The rate of deaths due to cancer in the United States is dropping. Americans today have a 20 percent less chance of dying from cancer than they did nearly 20 years ago.

The Annual Report to the Nation on the Status of Cancer was released by the American Cancer Society on January 21. According to the report overall deaths due to cancer dropped from 215.1 deaths per 100,000 people in 1991 to 173.1 deaths per 100,000 in 2009 – a 20 percent decrease. Men and women showed similar drops in risk between 2000 and 2009: risk of cancer among men decreased 1.8 percent per year, while risk for women dropped 1.4 percent per year. Children between 0 and 14 years of age were 1.8 percent less likely to die from cancer over the same time period.

For adults the drop in mortality is due in part to fewer new cases being diagnosed. Between 2000 and 2009 men and women showed an average decrease of 0.6 percent of new cases per year. Children, on the other hand, showed an average 0.6 percent increase in number of new cases. The faster decline in deaths, however, is attributed to better screening and treatment, and the decreasing number of Americans who choose to smoke.

Better screening is in part responsible for the drop in deaths due to cancer seen among both men and women between 2000 and 2009. [Source: Wikimedia Commons]

The report also showed that mortality due to the four most common types of cancer – lung, colon, breast and prostate – all declined by at least 30 percent. The decrease in deaths due to lung cancer among men, a trend that began in the 1990s, has continued through the past decade. Women have seen deaths due to lung cancer drop over the past three years. And while the rate of breast cancer cases has actually remained steady between 2000 and 2009, the number of deaths due to breast cancer has declined. These trends are thought to be due to declines in smoking.

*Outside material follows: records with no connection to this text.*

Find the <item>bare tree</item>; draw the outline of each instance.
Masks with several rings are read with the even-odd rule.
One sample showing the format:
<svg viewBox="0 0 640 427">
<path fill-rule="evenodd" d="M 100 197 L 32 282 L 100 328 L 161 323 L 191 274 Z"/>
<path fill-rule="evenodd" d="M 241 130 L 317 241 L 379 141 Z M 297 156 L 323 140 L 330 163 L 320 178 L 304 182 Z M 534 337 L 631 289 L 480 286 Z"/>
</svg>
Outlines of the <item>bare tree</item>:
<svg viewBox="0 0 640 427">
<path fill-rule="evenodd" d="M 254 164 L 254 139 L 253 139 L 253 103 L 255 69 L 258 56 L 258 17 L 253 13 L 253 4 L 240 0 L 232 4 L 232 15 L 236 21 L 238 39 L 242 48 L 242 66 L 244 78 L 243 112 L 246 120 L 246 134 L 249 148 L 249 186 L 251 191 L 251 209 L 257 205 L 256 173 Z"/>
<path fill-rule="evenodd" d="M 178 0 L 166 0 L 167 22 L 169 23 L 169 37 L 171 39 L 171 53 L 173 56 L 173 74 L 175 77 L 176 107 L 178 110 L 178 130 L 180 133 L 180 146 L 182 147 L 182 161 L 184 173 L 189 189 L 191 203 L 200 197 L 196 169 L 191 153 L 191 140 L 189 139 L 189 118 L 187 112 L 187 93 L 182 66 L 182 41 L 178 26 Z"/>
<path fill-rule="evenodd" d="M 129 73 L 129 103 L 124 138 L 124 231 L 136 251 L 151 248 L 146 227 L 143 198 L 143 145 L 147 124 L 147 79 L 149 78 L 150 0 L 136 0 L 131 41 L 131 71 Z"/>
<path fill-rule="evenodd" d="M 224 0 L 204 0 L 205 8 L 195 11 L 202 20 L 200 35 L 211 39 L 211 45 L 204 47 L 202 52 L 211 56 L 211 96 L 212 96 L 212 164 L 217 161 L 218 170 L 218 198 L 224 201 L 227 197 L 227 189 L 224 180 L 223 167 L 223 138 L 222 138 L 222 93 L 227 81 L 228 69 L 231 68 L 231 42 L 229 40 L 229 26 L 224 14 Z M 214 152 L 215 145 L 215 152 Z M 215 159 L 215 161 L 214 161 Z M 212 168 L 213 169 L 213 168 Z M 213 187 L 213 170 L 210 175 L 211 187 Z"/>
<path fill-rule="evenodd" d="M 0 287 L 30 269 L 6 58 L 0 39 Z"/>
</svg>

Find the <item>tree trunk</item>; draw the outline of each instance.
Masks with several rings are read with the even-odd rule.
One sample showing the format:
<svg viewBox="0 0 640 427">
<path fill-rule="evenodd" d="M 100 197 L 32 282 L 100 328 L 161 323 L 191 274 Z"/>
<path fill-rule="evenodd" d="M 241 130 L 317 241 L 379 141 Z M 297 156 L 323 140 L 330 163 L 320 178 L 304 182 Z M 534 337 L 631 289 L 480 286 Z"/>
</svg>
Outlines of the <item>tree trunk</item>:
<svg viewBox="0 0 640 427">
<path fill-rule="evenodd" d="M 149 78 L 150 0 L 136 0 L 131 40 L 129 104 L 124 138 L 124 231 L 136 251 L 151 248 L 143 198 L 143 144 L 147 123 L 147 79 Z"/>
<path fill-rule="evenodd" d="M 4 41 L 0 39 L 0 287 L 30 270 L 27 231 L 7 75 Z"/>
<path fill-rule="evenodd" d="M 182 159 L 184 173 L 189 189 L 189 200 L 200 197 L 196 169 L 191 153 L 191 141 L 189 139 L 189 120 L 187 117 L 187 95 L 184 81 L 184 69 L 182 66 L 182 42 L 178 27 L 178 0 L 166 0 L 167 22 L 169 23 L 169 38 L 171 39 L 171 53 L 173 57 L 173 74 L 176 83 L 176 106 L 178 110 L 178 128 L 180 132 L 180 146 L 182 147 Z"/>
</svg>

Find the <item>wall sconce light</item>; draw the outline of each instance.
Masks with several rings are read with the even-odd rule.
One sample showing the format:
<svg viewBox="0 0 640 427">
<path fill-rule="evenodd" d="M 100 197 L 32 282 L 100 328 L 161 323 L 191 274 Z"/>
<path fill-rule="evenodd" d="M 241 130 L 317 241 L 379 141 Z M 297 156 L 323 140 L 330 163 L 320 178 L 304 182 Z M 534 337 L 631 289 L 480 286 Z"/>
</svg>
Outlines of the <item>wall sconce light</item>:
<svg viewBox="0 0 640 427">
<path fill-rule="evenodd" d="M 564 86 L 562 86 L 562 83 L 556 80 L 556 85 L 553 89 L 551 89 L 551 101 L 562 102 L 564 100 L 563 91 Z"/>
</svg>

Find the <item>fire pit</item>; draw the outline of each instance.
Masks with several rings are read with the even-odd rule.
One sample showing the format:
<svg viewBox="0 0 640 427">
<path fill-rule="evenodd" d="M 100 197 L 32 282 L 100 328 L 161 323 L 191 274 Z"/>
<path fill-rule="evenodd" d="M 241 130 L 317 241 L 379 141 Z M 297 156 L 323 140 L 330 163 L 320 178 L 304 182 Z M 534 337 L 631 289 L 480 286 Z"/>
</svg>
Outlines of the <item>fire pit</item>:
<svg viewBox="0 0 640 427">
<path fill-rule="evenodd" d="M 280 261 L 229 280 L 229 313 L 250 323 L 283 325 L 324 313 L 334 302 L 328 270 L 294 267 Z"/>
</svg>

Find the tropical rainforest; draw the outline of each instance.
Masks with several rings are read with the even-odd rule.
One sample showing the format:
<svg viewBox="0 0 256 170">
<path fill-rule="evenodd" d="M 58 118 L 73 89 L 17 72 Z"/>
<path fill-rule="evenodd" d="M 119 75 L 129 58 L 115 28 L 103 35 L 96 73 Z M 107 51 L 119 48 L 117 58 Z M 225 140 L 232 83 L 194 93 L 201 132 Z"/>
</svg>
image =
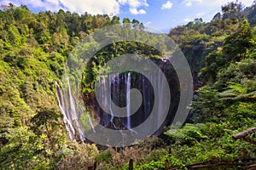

The news isn’t good for all types of cancer, however. Among women, rates of new cases increased for melanoma, thyroid, kidney, pancreatic, liver and uterine cancers as well as leukemia. The report mentions that excess weight and a lack of physical activity is a risk for these cancers.

And while the 20 percent decrease in cancer-caused mortalities means 1.18 million cancer deaths were prevented, cancer still remains among the deadliest killers for Americans, second only to heart disease. In addition to those forms mentioned above, the incidence of colon and rectal cancers is also increased with obesity.

Which makes America’s expanding waistline all the more problematic. Right now two-thirds of American adults are obese and a third of American children. And projections indicate it’s going to get worse, with more than half of Americans becoming diabetic or pre-diabetic by 2020.

So while cancer mortality rates are decreasing, for the time being, let’s hope that the benefits of better screening and treatments tip the scale against the obesity epidemic that’s almost certain to worsen in the coming decade.

Peter Murray was born in Boston in 1973. He earned a PhD in neuroscience at the University of Maryland, Baltimore studying gene expression in the neocortex. Following his dissertation work he spent three years as a post-doctoral fellow at the same university studying brain mechanisms of pain and motor control. He completed a collection of short stories in 2010 and has been writing for Singularity Hub since March 2011.